Abstract:
Background. Patients with mechanical heart valve prostheses require strict and continuous
oral anticoagulation to effectively prevent thromboembolic complications. Subtherapeutic
INR levels increase the risk of intracardiac thrombus formation and systemic embolism,
requiring urgent, multidisciplinary management.
Objective(s). Highlighting the consequences of ineffective anticoagulation in patients with
mechanical valve prostheses and describing the multidisciplinary management of an
ischemic stroke of cardioembolic origin.
Materials and methods. A 65-year-old woman with a mechanical mitral valve and atrial
fibrilation was admitted to the cardiology clinic for cardiac symptoms. ECG, coagulation
tests, and echocardiography were performed. She developed acute ischemic stroke with left
hemiparesis, confirmed by CT and angio-CT showing right MCA occlusion, successfully
treated by thrombectomy.
Results. The patient presented with dyspnea, palpitations, and chronic fatigue. ECG showed
atrial fibrillation with HR 75 bpm, left bundle branch block, and subtherapeutic INR (1.7).
Echocardiography revealed a 10 mm floating mass on the ventricular side of the mitral
prosthesis.

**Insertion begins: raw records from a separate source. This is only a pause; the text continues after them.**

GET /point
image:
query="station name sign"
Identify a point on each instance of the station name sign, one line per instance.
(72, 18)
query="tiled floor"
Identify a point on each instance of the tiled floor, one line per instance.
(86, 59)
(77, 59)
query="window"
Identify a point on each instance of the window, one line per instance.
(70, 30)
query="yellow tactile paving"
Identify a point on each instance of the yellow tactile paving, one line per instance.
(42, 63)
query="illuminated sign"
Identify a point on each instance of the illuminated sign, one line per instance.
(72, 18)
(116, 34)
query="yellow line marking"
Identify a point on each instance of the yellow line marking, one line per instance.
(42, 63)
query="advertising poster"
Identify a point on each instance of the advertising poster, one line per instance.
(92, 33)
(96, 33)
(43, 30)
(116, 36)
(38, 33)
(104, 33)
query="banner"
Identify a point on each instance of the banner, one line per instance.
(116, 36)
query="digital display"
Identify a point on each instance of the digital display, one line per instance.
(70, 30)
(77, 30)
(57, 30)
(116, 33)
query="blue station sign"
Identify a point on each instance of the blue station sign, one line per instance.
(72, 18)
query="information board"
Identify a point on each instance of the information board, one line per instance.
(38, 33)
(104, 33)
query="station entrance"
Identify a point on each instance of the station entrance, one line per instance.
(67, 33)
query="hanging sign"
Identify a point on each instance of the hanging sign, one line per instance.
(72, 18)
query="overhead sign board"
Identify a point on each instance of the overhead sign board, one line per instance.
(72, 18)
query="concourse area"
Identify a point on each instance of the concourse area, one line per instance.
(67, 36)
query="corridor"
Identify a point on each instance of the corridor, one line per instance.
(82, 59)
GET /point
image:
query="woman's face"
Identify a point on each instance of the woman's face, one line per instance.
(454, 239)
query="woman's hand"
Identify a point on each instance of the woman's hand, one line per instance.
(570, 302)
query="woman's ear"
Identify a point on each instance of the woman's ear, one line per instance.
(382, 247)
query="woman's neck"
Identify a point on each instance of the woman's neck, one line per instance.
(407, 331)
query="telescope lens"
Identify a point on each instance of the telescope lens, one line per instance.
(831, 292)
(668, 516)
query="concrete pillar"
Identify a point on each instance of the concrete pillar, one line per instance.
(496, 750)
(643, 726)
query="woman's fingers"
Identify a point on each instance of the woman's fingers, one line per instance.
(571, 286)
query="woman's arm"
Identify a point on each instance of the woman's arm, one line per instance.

She later developed ischemic stroke with left hemiparesis. Brain CT and angioCT confirmed a right M1 MCA thrombus. Successful endovascular thrombectomy was
performed in the neurology clinic. Repeat echocardiography showed no mass, confirming
the cardioembolic origin. Neurological deficit improved, anticoagulation was adjusted, and
INR was within target (2.52) at discharge.
Conclusion(s). Subtherapeutic INR in patients with mechanical valve prostheses increases
the risk of thromboembolic complications. A multidisciplinary approach and timely
intervention within the therapeutic window are essential for neurological recovery. INR
monitoring and patient education remain key priorities.